How can you draft a covenant not to sue for patent infringement without agreeing to restrictions that will prevent you from enforcing your patent rights against some unknown party in the future? In Securus Technologies Inc. v. Global Tel*Link Corp., Nos. 2016-1470, 2016-1506 (Jan 26, 2017), the Federal Circuit held that the plain and ordinary meaning of a covenant not to sue in a settlement agreement justified a district court’s summary judgment dismissing a cause of action for patent infringement.
In 2009, Securus had settled a patent infringement lawsuit it had brought against various entities for allegedly infringing its patents. In that settlement, Securus gave the suit entities a covenant not to sue the entity “or its affiliates” for infringement of its patents until September 18, 2014. One of those entities was acquired by Global Tel *Link (GTL) in 2010; Securus sued GTL for infringing its patents in 2013.
The District Court had found “that GTL qualified as an affiliate of PCS and that the covenant therefore protected GTL from Securus’s suit.” The Federal Circuit agreed, because the plain and ordinary meaning of “affiliate” encompassed GTL. And not only did the plain and ordinary meaning of “affiliate” encompass a corporate parent, but the court rejected Securus’s argument that the agreement’s reference to “Securus’s ‘affiliates, subsidiaries and parent corporations’ as separate entities” meant that a parent corporation was not an affiliate. The court explained that
it is not unusual for legal documents to use overlapping language in order to ensure against gaps intended coverage. Overlapping terms are frequently found in documents such as wills (“give, bequeath, and devise”), contracts of sale (“grant, bargain, sell and convey”), and releases (“remise, release, and forever discharge”). That appears to be the role of the reference in the 2009 contract to Securus’s covenant not to sue “on behalf of itself and its former and present affiliates, subsidiaries and parent corporations, successors and assigns.”

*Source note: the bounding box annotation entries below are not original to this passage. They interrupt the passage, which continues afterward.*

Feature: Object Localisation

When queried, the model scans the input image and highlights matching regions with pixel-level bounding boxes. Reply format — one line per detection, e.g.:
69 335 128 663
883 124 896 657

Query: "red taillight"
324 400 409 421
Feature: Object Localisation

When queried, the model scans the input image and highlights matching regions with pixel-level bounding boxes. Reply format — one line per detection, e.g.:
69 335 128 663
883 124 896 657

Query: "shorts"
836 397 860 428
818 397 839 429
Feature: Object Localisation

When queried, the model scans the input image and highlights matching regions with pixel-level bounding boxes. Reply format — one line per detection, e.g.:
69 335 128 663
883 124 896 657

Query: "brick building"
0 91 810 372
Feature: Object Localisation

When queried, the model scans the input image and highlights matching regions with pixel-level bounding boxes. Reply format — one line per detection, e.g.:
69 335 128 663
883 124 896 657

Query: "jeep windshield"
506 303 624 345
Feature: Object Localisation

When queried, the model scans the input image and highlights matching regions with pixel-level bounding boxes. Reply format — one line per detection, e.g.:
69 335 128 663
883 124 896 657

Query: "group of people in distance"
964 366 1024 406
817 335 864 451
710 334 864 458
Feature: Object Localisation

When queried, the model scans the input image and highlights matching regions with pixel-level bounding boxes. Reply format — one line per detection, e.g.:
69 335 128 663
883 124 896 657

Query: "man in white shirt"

As a side note, the court also rejected GTL’s argument that it had made an adequate showing to recover attorneys fees. GTL had failed to present testimony and evidence to support its request.
Lessons for Practice
Absent explicit exclusionary language, expect a covenant not to sue to be construed broadly. Often a patent owner, concerned about giving up its rights to enforce its patents against third parties, will craft very careful language when providing a covenant not to sue in a settlement agreement. A patent owner can carve out future acquirers, categories of entities, or even specific companies. The patent owner did not do so here.